Konunun sadece teknik bir bağlantı veya bir link meselesine indirgenemeyecek kadar derin ve tarihi olduğunu vurgulayan DEM Parti Eş Genel Başkanı, dünyadaki benzer barış ve çözüm süreçlerinden örnekler verdi. Nelson Mandela ve Aliya İzzetbegoviç gibi liderlerle yürütülen süreçlerde yüz yüze görüşmelerin önemine değinen Bakırhan, Kürt meselesinin de bir ekran bağlantısıyla çözülemeyeceğini savundu. Yüz yüze temasın ve İmralı'ya bizzat gidilmesinin çok daha yapıcı değerlendirmelerin önünü açacağını belirten deneyimli siyasetçi, 100 yıllık bir sorunun ciddiyetine yakışır adımlar atılması çağrısında bulundu.
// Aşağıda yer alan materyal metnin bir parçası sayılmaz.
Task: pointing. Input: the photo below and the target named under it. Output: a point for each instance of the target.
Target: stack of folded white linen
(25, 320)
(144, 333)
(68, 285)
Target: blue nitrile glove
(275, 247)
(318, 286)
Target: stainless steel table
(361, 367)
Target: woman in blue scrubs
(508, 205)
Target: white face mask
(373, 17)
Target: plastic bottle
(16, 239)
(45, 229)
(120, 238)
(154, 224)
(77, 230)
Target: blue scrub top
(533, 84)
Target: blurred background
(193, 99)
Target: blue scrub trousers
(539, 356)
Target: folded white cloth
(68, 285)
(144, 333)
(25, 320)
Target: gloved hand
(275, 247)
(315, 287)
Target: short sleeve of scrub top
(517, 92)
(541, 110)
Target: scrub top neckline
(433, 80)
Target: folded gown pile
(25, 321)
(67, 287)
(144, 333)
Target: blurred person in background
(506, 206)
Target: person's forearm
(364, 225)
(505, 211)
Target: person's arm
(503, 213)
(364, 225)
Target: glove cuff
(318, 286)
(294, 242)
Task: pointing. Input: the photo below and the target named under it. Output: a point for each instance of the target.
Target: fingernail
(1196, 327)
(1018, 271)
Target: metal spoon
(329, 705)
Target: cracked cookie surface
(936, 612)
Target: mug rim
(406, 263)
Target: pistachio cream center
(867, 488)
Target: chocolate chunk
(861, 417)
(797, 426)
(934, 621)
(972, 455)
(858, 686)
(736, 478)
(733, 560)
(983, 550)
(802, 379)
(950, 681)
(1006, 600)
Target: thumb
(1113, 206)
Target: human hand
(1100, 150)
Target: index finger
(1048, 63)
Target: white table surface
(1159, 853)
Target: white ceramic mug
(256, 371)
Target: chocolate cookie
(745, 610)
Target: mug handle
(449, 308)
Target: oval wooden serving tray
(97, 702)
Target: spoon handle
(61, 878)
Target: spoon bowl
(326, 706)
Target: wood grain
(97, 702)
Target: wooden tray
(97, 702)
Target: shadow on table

Sürecin başladığı 1 Ekim tarihinden bu yana yaşanan gelişmeleri de değerlendiren Bakırhan, ortaya çıkan tablonun toplumun büyük bir kesimi için sürpriz olduğunu hatırlattı. Öcalan'ın silahları bıraktırma ve örgütü feshetme yönündeki iradesinin, hatta silahlı güçlerin ülke dışına çıkarılması perspektifinin, toplumun yüzde 90'ı tarafından beklenmeyen ezber bozan adımlar olduğunu ifade etti. Hiçbir yazılı anlaşma veya mutabakat olmaksızın gelişen bu irade beyanının tarihi bir fırsat sunduğunu ve bu sürecin 86 milyonu ilgilendiren bir barış ve demokratik toplum süreci olarak ele alınması gerektiğini belirtti.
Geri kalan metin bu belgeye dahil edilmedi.